LA estructura de la casa ya estaba levantada, a la espera de su cubierta. Era una casa cuadrada, atravesada en su interior por dos paredes que formaban cuatro estancias iguales. El gran roble solitario extendía un brazo protector sobre el tejado. El venerable árbol estaba revestido de hojas nuevas, brillantes y luminosas, de un verde amarillento a la luz de la mañana. Joseph freía el tocino al calor de la hoguera, dando vueltas y vueltas a las lonchas. Antes de desayunar, se dirigió a su carro nuevo, en el que había un barril con agua. Vertió parte en una palangana y, llenándose las manos, se humedeció pelo y barba y se limpió los restos de sueño de la cara. Se sacudió el agua con las manos y se fue a desayunar con la cara mojada. La hierba estaba empapada de rocío, salpicado de fuego. Tres alondras de pecho amarillo y plumaje gris claro saltaban, amistosas y curiosas, alrededor de la tienda, estirando sus picos. Hinchaban el pecho y levantaban la cabeza como una prima donna y prorrumpían en un canto ascendente de júbilo. Después levantaban la cabeza ante Joseph para ver si lo había visto y era de su agrado. Joseph alzó su taza de aluminio y apuró el café, vaciando los posos en el fuego. Se levantó y se estiró a la clara luz del sol, dirigiéndose después al armazón de la casa. Retiró el paño que cubría las herramientas. Las alondras corrieron tras él, parándose para cantar, intentando desesperadamente llamar su atención. Dos caballos con las patas atadas se acercaron cojeando desde el prado y levantaron la nariz y resoplaron como saludo. Joseph cogió el martillo y un delantal repleto de clavos y se volvió irritado a las alondras.
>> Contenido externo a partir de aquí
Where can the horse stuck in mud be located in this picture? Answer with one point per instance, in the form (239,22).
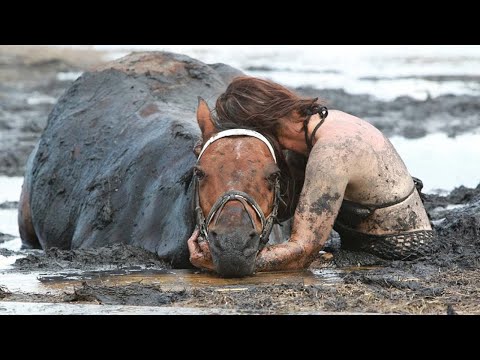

¡Marchaos a buscar gusanos! dijo. Dejad de hacer ruido. Haréis que yo me ponga a buscar gusanos. Marchaos de una vez.

Las tres alondras levantaron la cabeza, levemente sorprendidas y después prorrumpieron al unísono en un canto. Joseph cogió su gorra del montón de madera y se la caló hasta los ojos.

¡Marchaos a buscar gusanos! gruñó.

Los caballos resoplaron otra vez y uno de ellos emitió un relincho agudo. Al instante, Joseph detuvo el martillo.

Hola, ¿quién va?

Oyó un relincho de respuesta proveniente de la arboleda cercana al camino y mientras miraba en esa dirección, apareció un jinete ante su vista, con la bestia trotando fatigada. Joseph fue deprisa a la hoguera, que ya estaba casi apagada y reavivó el fuego, poniendo de nuevo la cafetera. Sonrió encantado:

Hoy no me apetecía trabajar les dijo a las alondras. Marchaos a buscar gusanos. No tengo tiempo para vosotras.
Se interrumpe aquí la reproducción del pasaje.